This time last year I was about to head off to India for a research and collecting trip for The Fabric of India exhibition. My first stop was to Bhuj in Gujarat and my travels are recorded here.
Some of the pieces I acquired during that visit are now on display and form an important part of the story of contemporary craftsmanship, design and the role of the artisan.
On that visit I acquired two wonderful textiles from Aziz and Suleman Khatri. The first was a dupatta (scarf) that showed their incredibly skill in tie-dyeing. In black, white and red, it is a minimal and modern design. Aziz explained that the pattern is called Kiri Makaudi (ants) because it was inspired by a group of ants that he watched moving in amoeba-like formation across the cement floor. As you look at the fabric, there is a sense of motion in those white spots, encased within the red frame.
I also acquired a sari from them, the making of which is a story of experimentation and collaboration. The initial design was an experiment by Aziz in which he was trying to recreate the logo of the Pepsi brand consisting of a globe with blue, white and red stripes inside it. The technique involved painting a piece of fabric with swirls of colour, then folding and compressing the fabric between two circular wooden discs which are clamped together and put into an indigo dye bath.
When opened the fabric that that is not accessed by the indigo dye shows the original painted base colours. The overall visual effect is a blue ground with a pattern of equal sized circles which have different colours in them.
Aziz showed his experiments to Mriga Kapadia and Amrit Kumar, two young designers who run the fashion label NorBlack NorWhite. They have often worked together enjoying a relationship of mutual respect and collaboration.
Mriga and Amrit played with the concept using the circular or globe motif but with different colours inside.
They finally created two scarves; the Day scarf, in which the base colours are shades of yellow and orange, and the Night scarf, in which the base colours are shades of grey. The random nature of the base colours looks like the uneven surface of the sun and moon, while the clamp dying process leaves a white halo around the discs which adds to the planetary effect.

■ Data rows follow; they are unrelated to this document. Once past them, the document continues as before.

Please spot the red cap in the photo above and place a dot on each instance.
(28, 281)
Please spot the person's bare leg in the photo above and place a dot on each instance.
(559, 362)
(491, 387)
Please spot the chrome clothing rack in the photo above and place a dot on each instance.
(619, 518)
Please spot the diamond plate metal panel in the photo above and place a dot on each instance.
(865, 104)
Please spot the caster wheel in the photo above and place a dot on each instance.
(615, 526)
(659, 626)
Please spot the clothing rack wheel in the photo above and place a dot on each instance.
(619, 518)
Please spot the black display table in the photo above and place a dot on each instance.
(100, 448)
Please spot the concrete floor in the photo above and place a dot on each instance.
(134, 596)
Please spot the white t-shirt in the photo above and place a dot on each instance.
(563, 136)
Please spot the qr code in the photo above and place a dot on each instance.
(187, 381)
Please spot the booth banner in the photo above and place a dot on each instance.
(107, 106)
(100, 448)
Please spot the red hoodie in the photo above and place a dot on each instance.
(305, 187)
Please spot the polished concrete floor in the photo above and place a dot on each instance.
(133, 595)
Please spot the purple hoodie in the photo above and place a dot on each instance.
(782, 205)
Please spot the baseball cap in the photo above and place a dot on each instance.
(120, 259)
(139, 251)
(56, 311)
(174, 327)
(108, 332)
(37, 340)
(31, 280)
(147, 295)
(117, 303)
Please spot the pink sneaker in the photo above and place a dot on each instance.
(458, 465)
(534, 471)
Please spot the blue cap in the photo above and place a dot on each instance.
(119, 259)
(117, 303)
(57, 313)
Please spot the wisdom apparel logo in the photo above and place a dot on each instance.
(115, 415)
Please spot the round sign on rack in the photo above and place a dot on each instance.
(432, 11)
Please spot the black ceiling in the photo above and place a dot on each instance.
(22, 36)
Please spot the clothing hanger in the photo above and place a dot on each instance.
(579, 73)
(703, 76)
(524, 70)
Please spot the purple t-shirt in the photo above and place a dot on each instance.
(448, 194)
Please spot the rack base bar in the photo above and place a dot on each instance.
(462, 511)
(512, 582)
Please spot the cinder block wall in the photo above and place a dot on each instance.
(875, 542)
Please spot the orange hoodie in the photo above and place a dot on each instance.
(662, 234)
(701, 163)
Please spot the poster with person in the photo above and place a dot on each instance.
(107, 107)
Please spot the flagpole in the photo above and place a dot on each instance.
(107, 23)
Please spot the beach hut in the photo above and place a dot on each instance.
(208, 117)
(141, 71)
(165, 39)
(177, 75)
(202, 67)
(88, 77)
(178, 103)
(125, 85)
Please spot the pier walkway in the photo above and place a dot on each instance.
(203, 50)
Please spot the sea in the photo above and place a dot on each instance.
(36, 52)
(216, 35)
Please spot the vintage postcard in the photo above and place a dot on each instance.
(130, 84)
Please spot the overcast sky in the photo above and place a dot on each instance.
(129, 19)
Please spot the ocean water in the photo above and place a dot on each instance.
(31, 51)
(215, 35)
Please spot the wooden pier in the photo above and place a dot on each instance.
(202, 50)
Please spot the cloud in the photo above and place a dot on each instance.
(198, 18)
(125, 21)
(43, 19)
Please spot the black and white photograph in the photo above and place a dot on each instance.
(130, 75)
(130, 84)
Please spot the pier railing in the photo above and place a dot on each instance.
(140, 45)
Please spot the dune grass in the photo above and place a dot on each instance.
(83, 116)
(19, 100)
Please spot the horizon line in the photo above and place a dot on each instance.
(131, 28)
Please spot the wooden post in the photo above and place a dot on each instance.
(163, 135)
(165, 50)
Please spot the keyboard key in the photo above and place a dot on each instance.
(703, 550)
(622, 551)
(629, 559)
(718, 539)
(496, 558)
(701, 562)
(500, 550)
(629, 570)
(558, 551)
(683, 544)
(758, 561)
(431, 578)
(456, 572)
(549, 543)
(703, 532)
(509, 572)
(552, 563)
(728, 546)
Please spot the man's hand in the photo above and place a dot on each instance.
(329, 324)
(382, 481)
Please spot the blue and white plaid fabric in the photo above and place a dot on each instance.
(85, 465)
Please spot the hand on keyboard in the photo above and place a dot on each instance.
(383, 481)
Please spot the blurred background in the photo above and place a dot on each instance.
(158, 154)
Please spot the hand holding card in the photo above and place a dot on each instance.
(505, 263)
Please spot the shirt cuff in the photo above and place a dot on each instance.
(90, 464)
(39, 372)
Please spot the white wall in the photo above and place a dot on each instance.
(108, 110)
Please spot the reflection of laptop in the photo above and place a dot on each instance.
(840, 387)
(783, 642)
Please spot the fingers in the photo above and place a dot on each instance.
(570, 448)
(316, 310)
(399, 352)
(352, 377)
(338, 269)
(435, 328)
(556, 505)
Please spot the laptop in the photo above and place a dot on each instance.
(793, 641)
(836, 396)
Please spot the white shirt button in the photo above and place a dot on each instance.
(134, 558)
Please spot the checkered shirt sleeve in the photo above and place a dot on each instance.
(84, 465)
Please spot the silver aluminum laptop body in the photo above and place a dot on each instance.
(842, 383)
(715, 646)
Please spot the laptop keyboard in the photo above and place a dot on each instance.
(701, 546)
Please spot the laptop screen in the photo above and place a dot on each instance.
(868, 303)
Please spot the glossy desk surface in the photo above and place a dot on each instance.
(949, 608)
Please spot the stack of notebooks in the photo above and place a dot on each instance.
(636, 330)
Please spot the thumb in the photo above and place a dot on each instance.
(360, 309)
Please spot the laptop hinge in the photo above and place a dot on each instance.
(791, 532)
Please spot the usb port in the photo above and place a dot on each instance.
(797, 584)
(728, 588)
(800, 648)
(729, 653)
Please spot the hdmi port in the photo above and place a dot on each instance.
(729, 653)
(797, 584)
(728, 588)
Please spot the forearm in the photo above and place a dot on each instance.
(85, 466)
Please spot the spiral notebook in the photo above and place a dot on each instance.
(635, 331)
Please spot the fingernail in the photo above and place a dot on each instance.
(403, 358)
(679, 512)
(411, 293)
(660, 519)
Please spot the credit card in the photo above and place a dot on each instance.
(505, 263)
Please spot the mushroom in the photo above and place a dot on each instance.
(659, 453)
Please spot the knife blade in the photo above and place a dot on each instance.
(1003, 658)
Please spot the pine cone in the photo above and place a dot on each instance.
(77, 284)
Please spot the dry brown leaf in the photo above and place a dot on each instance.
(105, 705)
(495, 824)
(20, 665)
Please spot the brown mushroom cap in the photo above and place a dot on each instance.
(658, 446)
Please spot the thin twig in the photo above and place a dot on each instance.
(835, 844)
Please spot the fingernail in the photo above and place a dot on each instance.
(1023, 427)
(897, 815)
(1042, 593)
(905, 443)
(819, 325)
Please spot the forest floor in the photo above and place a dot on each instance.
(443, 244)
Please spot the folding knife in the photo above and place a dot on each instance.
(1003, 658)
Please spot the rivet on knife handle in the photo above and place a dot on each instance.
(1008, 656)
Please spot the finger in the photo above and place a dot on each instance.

Aziz continued to experiment and created the Moon Sari. He uses the colour range of the Night scarf, but goes a step further in using different size wooden discs in the clamping process. One end of the sari starts with a smaller size disc which expands to a larger size at the other end. This gives the effect of a growing moon across the fabric.
With its striking contemporary design, beautiful indigo hues and its story of collaborative creation, the Moon sari is one of my favourite objects in the exhibition.